Now I’m going to go geek out on some BioShock 2. Yes, the plot is worse, but the gameplay is better.
E.D. Kain
@brantl: Wow. You really lack reading comprehension skills one would consider prerequisite to going online.
E.D. Kain
@HernCo: Silent Hill was super creepy. Nightmarish.
LGRooney
I hated that damned game… and I only had the first one. Rehashed ideas and little else. I want Deus Ex & Unreal for the late-model Macs and I’m looking forward to Diablo III. Spore has been fantastic and I’ve enjoyed Starcraft II although it is a bit slow and repetitive.
Uloborus
First, I always considered the combat/gameplay third and the story only second in either Bioshock game. They were games about theme. #1 was about being lost in this disintegrating underwater city, surrounded by the crazy future the 50s imagined. #2 was about being a Big Daddy. It was about sacrificing everything to be the wall between innocence and the Hell around it. As that description probably tells you, I reeeeeally loved Bioshock 2.
@brantl:
What a strange description. The Great Leap Forward, the actual attempt to turn China into a real communism, failed horrifically to the tune of a hundred million starving to death. Before and after it’s been an almost feudal hierarchy of people who have absolute power over the level beneath them. And to be honest, that was failing miserably until they started easing in Western Capitalism.
BethanyAnne
Hmm. Just finished Bioshock 2. I got the “best” ending – looked things up online after watching :) I’m going to have to think about the ending more. My initial impression was sadness, but … there’s more there. Damn fine game, all in all. I love the snippets of story being delivered through the diaries. One of the things I love most about games is the feeling of exploring a world, and those diaries were the perfect reward for that. I guess I play every game in as much of a “explorer / sniper” mode as possible. And agreed, Levine is a genius. I still want to play the old System Shock games.
Bostondreams
@LGRooney:
I was just thinking about Deus Ex as I was reading this thread. If anyone wants an awesome game that requires some thinking, check it out. You can get the first and second (not as good) pretty cheap on Steam.
And they are working on Deus Ex 3 now, which is apparently a prequel where we sort of see the, um, ‘base stock’ of JC Denton, or so I have heard.
jake the snake
@Duke City Roller:
I
As opposed to a god obsessed spiritualist cult-of-personality organised around a reformist rabbi and founded upon intepreting alleghory as literal truth.
idioteraser
@James Gary:
You do have other options then shooting everything.
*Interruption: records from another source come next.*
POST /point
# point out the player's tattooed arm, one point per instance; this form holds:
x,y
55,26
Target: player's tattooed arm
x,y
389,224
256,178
A little bit of stealth or hacking does wonders to break up routine plus you can run past a lot of the enemies.
Silent Hill: Shattered Memories for the wii has no combat you just have to run from the monsters when they appear and do some other stuff like throw stuff in their path to slow them down as well as be smart at hiding when you have to.
One of the reasons the Great Leap Forward failed was because Mao didn’t listen to advice on how to do it. They had farmers build backyard smelters to try to make steel or other important alloys when all such backyard smelters could make is cheap pigiron.